Francis Didier, de son côté, faisait avec éloquence et profondeur une présentation du club, centre de la pratique et du projet même du karaté comme moyen d’éducation, « endroit privilégié sans discrimination sociale, raciale et économique. Cadre essentiel où se joue aussi l’avant et l’après de la séance technique ». Chaudement accompagnés jusqu’à la tribune, applaudis par leurs amis et leurs camarades, les impétrants aux grades supérieurs revenaient ensuite vers leur place avec une ceinture toute neuve, symbole fort d’un parcours, d’un sillon tracé profond, sur la longueur. Jean-Marc Wisniewski, nouveau 6e dan, se remémorait l’influence essentielle de ses professeurs dans sa vie. « J’étais un enfant de la rue, je tournais mal et c’est grâce à Jean-Michel Triay que je suis aujourd’hui devant les barreaux (comme agent pénitentiaire), plutôt que derrière. Plus tard, Jacky Gerbet m’a dit : ‘‘je t’ai inscrit, dans deux semaines tu passes le 3e dan’’. C’est grâce à lui aussi que j’en suis là. Nous sommes des gens de passage, cette ceinture, il faudra que je la donne ». Jacky Gerbet, quant à lui, tenait à rappeler qu’il ne faisait que ce qu’on avait fait pour lui. « Moi, c’est Dominique Valéra qui m’a poussé ». Souriante, la championne Monique Amghar se voyait « petite dans la cour des grands ». « Je n’ai jamais su percevoir par moi-même la valeur de mon travail. Etre championne du monde pour moi, c’était mon parcours de vie.
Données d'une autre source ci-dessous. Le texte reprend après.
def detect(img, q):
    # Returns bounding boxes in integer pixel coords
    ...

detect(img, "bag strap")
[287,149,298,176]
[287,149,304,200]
Alors ce 6e dan qu’on me remet, c’est un honneur et une reconnaissance qui me fait chaud au coeur ». Ultime surprise de la soirée, Giovanni Tramontini, cheville ouvrière de cette cérémonie des voeux, se voyait remettre, sans en avoir été prévenu, la Grand Croix de la Fédération aux côtés de Alcino Alves Pires, Patrice Belrhiti, Bernard Bilicki, Jean-Pierre Lavorato et Dominique Valéra.


Assemblée Générale
Dans l’après-midi, une Assemblée Générale avait réuni une assistance nombreuse et studieuse. Le président Francis Didier y a évoqué en quatorze points l’état général de la Fédération, forte d’une santé financière excellente, d’une augmentation des licences et même d’une augmentation légère des subventions. Ce fut l’occasion de rappeler que 2012 allait être une année déterminante avec deux projets majeurs déjà provisionnés : les championnats du monde à Paris-Bercy et le Centre national d’entraînement et de formation à Montpellier. À cette occasion, Philippe Boulet, Yves Bui- Xuan, Michel Gaubard, Raymond Ravassaud, Roger Rhodes se virent décerner la Grand Croix de la Fédération.